Als Bernhard Neuenschwander (55) die Tür zum Felllager der Gerberei in Oberdiessbach BE öffnet, dringt ein beissender Geruch ins Treppenhaus. Der Anblick dahinter ist einzigartig und raubt einem – nicht nur wegen des strengen Dufts – direkt den Atem: Tausende Tierfelle liegen in einer riesigen, meterhohen Halle fein säuberlich aufgestapelt auf Paletten. Von winzigen Kaninchenfellen bis zu riesigen Rinderhäuten ist alles dabei.

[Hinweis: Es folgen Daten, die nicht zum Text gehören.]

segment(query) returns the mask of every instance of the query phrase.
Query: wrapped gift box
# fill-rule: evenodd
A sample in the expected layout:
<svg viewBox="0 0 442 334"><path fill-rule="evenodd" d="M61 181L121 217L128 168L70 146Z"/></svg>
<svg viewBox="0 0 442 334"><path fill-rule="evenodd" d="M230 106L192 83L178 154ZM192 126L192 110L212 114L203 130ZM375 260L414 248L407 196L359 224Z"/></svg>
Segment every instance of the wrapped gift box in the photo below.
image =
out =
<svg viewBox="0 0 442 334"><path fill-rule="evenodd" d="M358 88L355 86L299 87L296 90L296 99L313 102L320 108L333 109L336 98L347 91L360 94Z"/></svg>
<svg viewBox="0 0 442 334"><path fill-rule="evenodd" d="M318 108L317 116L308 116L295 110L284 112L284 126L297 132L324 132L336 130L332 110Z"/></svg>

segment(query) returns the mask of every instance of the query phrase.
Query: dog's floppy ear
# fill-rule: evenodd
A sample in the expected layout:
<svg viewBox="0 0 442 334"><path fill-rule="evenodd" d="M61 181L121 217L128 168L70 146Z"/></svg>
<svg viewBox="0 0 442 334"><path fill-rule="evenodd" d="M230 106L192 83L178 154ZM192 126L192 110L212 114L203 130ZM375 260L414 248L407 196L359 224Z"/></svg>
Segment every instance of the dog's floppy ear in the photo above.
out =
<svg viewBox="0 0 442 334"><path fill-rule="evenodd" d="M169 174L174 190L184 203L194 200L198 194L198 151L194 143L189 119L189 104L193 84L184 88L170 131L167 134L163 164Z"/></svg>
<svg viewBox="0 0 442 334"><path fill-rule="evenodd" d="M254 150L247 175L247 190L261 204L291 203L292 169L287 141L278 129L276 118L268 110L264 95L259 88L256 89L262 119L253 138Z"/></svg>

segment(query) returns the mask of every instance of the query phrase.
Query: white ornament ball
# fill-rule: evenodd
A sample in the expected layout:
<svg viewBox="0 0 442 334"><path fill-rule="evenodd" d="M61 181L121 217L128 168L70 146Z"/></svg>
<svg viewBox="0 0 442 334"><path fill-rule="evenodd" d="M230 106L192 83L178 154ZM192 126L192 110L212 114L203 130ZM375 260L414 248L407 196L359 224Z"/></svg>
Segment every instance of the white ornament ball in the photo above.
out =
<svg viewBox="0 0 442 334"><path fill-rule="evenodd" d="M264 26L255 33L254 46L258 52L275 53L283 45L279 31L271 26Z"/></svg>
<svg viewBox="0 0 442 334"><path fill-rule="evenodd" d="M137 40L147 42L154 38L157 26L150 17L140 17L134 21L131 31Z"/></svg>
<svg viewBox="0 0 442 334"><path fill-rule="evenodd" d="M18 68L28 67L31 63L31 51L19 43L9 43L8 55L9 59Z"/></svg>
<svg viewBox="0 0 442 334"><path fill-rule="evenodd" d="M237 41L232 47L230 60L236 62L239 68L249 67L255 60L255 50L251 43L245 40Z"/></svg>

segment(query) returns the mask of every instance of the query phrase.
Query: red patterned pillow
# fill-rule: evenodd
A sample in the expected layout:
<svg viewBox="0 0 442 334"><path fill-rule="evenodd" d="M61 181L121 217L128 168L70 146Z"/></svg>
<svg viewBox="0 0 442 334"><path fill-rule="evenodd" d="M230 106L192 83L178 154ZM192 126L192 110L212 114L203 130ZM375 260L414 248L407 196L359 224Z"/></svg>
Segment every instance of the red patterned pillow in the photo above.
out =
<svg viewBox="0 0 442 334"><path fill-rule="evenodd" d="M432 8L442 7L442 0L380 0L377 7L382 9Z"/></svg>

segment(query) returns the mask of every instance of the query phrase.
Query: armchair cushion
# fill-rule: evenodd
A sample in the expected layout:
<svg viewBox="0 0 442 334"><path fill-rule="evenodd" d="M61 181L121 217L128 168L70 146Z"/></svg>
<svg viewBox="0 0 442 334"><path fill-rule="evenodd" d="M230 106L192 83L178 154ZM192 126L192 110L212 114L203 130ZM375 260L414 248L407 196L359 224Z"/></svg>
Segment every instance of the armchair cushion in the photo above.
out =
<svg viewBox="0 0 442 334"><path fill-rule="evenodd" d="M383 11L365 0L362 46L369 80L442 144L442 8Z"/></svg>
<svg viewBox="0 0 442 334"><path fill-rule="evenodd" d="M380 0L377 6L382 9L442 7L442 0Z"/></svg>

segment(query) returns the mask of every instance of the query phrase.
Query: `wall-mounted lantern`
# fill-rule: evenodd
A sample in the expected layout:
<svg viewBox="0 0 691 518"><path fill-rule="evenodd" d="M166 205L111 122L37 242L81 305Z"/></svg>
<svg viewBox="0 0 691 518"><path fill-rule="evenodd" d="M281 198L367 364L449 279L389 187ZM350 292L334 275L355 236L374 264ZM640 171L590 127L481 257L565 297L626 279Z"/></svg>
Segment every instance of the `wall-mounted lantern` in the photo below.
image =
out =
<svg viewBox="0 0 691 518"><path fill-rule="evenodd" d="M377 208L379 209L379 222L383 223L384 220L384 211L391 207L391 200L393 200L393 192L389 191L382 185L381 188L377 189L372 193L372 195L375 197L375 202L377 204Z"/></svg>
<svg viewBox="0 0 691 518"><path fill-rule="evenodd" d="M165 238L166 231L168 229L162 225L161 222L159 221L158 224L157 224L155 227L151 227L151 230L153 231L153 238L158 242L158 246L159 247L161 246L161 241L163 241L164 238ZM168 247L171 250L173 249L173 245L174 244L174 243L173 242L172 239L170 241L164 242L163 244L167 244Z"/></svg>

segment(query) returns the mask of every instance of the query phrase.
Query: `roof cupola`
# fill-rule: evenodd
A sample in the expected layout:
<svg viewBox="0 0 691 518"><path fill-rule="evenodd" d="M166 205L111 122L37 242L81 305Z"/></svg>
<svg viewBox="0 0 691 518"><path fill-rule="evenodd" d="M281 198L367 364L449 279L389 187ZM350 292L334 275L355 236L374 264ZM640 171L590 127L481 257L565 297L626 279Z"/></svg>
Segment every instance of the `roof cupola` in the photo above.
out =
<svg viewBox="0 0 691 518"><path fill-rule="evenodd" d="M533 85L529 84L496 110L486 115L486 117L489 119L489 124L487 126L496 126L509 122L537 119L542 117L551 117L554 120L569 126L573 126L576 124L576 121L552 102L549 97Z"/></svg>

«Das hier sind die Rotfüchse», sagt der Geschäftsführer und deutet auf einen Holzwagen, auf dem Dutzende Felle ordentlich aufgeschichtet sind. «Das sind aber noch lange nicht alle! Im Hochregallager lagern noch viel mehr.» Leise fügt er an: «Leider.»
Schaf- statt Fuchsfelle
Leider – aus seiner Sicht. Denn Fuchsfelle will heute niemand mehr. «Schon seit zwei oder drei Jahren verkaufen wir nur noch sehr wenige Füchse», sagt Neuenschwander. Lediglich ein paar Geschäfte aus Touristenorten würden die Trophäen zu Dekozwecken bestellen. Und manchmal wollten Jäger ihr erlegtes Tier gerben lassen. «Damit hat es sich dann aber auch schon. Heute haben die Leute eher Schaffelle zu Hause.»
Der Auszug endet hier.